Ce ne sont pas les bandes de gens à cheval, les compagnies de fantassins, ce ne sont pas les armes qui défendent un tyran mais toujours (on aura peine à le croire d’abord, quoique ce soit la vérité) quatre ou cinq hommes qui le soutiennent et qui lui soumettent tout le pays. Il en a toujours été ainsi : cinq ou six ont eu l’oreille du tyran et s’en sont approchés d’eux même, ou bien ils ont été appelés par lui pour être les complices de ses cruautés, les compagnons de ses plaisirs, les maquereaux de ses voluptés et les bénéficiaires de ses rapines. Ces six dressent si bien leur chef qu’il en devient méchant envers la société, non seulement de sa propre méchanceté mais encore des leurs. Ces six en ont sous eux six cents, qu’ils corrompent autant qu’ils ont corrompu le tyran. Ces six cents en tiennent sous leur dépendance six mille, qu’ils élèvent en dignité. Il leur font donner le gouvernement des provinces ou le maniement des deniers afin de les tenir par leur avidité ou par leur cruauté, afin qu’ils les exercent à point nommé et fassent d’ailleurs tant de mal qu’ils ne puissent se maintenir que sous leur ombre, qu’ils ne puissent s’exempter des lois et des peines que grâce à leur protection. »

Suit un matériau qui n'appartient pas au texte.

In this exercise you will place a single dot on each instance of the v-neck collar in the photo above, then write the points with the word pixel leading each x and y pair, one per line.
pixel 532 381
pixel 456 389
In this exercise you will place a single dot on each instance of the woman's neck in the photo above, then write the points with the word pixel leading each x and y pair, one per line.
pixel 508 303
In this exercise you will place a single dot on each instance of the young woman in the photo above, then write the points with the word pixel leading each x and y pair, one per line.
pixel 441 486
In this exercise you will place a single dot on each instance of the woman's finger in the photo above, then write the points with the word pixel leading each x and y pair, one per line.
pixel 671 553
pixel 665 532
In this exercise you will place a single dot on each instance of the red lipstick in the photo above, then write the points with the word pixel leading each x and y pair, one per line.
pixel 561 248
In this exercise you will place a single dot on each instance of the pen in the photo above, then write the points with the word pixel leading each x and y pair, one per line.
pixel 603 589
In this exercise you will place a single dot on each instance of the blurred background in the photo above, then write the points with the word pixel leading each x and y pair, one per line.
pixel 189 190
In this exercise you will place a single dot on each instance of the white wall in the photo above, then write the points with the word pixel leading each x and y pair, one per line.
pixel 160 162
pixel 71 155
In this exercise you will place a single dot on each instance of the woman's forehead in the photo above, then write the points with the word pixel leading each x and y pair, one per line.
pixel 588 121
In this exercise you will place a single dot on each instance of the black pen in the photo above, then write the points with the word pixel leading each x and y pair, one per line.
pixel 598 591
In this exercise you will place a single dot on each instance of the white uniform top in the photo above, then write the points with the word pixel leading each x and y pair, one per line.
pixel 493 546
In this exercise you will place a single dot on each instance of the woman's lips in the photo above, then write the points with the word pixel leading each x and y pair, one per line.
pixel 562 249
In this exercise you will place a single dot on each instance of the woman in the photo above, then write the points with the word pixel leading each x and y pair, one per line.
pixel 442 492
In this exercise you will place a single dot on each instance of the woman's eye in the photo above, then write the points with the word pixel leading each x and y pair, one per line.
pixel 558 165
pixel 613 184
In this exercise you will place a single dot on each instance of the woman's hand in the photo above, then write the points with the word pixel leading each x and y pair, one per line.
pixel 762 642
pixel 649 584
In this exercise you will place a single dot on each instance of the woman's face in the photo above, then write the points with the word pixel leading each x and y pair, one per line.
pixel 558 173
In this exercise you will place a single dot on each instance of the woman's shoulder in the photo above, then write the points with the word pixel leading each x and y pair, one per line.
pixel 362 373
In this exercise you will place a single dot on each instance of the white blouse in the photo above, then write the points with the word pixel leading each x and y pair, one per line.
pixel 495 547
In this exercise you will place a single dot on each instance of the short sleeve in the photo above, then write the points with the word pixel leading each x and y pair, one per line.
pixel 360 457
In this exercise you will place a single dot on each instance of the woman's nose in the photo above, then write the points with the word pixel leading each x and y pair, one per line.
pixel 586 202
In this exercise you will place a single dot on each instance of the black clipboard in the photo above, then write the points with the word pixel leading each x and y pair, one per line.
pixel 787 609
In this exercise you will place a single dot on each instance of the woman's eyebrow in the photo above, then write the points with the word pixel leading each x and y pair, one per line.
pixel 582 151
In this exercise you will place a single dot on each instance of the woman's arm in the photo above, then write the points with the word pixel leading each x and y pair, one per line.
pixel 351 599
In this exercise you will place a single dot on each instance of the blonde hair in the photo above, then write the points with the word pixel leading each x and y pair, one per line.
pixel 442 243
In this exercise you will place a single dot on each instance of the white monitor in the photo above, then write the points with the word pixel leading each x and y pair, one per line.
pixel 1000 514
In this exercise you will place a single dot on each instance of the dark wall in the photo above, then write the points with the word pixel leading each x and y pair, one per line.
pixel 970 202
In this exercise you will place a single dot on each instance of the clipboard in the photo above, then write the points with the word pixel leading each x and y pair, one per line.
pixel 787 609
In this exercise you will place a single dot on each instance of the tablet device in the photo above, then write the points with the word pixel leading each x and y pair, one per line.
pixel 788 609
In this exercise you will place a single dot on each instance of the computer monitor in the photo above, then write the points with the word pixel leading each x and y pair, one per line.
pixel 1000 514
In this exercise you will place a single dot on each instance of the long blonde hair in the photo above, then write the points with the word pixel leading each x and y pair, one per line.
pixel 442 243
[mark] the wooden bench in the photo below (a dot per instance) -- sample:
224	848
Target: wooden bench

Résumons ce propos. Autour du tyran, il y a cinq hommes. Ces cinq hommes « en ont sous eux » six cents. Ces six cents « en tiennent six milles sous leur domination ». Ces six milles sont élevés en dignité : on leur donne le gouvernement des provinces et le maniement des deniers publics.

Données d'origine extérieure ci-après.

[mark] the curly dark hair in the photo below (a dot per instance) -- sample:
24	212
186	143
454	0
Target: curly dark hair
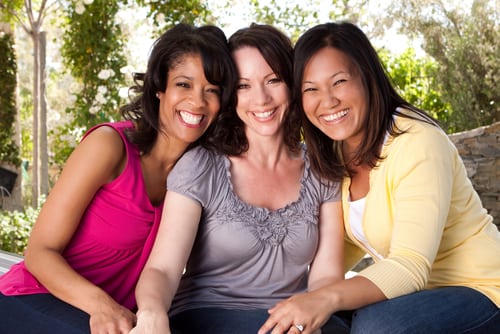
383	99
276	48
210	43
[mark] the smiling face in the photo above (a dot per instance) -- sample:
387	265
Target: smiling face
189	103
334	97
262	95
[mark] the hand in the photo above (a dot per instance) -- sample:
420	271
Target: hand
115	320
150	322
311	310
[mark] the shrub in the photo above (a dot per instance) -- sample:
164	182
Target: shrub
15	228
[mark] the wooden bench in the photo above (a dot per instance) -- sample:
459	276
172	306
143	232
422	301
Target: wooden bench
7	260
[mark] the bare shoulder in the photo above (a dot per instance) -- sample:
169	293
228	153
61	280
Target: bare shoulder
102	151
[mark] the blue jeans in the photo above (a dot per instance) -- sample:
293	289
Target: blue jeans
40	314
225	321
438	311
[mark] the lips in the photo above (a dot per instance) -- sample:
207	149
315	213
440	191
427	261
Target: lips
190	119
335	116
264	115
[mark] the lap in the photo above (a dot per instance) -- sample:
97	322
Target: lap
436	311
41	314
227	321
218	320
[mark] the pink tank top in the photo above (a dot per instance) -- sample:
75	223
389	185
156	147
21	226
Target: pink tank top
114	238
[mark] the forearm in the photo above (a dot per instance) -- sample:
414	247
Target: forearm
154	292
351	294
60	279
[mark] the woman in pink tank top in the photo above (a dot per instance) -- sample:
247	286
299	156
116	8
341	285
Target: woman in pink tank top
96	229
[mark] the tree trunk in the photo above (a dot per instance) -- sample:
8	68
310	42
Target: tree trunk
35	185
44	156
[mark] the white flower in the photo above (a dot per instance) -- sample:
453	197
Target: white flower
93	110
123	92
79	8
160	18
102	90
100	98
105	74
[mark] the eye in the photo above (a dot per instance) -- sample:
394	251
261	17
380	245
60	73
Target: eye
338	82
182	84
242	86
308	89
274	80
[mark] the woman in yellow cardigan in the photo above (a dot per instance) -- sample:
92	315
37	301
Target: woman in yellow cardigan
406	197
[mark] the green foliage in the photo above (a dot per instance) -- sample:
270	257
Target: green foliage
165	14
415	80
15	228
294	17
92	50
9	151
93	53
465	42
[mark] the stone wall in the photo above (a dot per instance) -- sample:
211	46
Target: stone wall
480	151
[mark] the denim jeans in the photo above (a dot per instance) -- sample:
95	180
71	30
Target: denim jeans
40	314
454	310
225	321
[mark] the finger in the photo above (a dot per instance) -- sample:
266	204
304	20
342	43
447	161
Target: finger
267	326
296	329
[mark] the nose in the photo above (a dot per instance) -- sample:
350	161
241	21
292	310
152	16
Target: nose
261	95
329	99
198	97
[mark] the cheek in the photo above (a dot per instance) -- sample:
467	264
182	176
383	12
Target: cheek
308	104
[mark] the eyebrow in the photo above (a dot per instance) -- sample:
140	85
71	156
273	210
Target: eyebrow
330	77
182	76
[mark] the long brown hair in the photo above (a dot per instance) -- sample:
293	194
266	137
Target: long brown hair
277	50
383	100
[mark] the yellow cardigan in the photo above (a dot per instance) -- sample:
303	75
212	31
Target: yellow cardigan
424	217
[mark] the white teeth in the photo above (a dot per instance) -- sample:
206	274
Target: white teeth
190	118
265	114
335	116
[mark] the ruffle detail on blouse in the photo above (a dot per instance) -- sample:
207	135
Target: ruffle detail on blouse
269	226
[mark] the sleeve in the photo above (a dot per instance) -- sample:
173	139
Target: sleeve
419	177
192	176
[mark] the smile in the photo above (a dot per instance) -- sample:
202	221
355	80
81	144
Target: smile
335	116
190	119
264	115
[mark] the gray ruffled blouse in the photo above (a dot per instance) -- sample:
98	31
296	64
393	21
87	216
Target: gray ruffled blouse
245	257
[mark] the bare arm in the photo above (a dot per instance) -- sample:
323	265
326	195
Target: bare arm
314	308
161	275
96	161
328	264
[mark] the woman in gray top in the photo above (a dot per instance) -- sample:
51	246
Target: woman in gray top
259	225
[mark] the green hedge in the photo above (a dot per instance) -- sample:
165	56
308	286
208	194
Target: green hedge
15	228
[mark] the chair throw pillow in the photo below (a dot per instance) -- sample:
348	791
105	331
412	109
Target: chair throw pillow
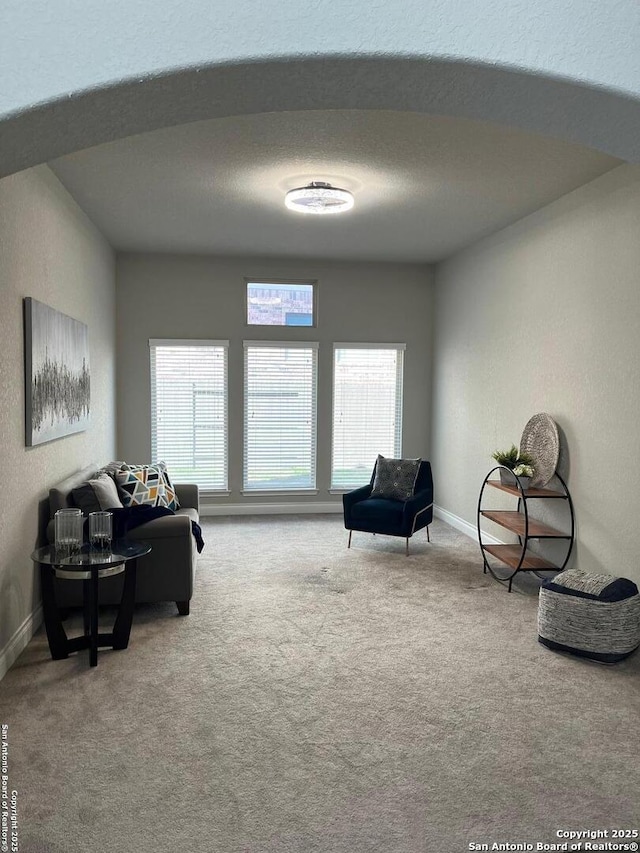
97	494
395	479
146	484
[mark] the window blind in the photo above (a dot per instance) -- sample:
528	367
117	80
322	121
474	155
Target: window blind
367	410
279	415
189	410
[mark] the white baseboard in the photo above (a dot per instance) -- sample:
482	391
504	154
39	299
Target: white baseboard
18	643
270	509
463	526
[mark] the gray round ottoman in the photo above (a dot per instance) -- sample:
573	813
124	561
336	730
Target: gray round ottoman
594	616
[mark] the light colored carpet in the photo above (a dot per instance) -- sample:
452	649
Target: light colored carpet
326	700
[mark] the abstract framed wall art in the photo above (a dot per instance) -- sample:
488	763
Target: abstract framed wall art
57	376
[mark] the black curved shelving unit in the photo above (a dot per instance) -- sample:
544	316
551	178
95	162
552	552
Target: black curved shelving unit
517	558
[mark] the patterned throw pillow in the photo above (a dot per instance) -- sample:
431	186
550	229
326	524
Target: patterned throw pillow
395	478
146	484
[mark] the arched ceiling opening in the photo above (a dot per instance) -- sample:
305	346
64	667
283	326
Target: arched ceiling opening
573	111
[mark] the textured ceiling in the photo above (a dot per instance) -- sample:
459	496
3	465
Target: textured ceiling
424	186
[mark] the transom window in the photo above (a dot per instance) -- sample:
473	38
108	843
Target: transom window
279	303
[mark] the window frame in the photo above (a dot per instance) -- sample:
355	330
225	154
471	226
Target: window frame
156	343
400	349
314	346
287	281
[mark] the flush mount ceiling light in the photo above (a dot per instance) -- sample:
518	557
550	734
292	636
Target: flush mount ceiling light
319	197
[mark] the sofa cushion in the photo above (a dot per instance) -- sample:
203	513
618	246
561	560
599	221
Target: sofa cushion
395	479
146	484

La Boétie nous décrit là une organisation pyramidale dans les hautes strates de nos sociétés. Il nous décrit des réseaux oligarchiques qui se structurent autour des hautes fonctions ; fonctions qui de prime abord sont réputées indépendantes les unes des autres. La Boétie nous décrit donc ce que les dissidents du XXIème siècle appellent le Système, soit les réseaux informels de l’oligarchie, dont les acteurs, réputés indépendants les uns des autres (finance, politique, médias) sont en réalité reliés entre eux par des intérêts tacites et communs. La Boétie évoque « une chaîne interrompue » d’hommes qui de la sorte sont liés au tyran.

Telle est donc la troisième source de la servitude : un groupe d’individus, que la Boétie baptise les « mange-peuples », instaure et maintient la servitude pour la défense des intérêts de « cette chaîne ininterrompue ».

Le péché commit par la dissidence, répétons-le, est d’une part d’avoir proclamé que des mange-peuples existent toujours et d’autre part, de les avoir nommé. Dire qu’il existe des classes dirigeantes défendant ses intérêts par des stratégies parfois perverses n’est donc ni du complitisme, ni du délire, ni de la paranoïa. Ou alors, il faudra affubler de ces termes élégants le meilleur ami de Montaigne. Mais là, on ne frisera plus le ridicule, on l’embrassera complétement.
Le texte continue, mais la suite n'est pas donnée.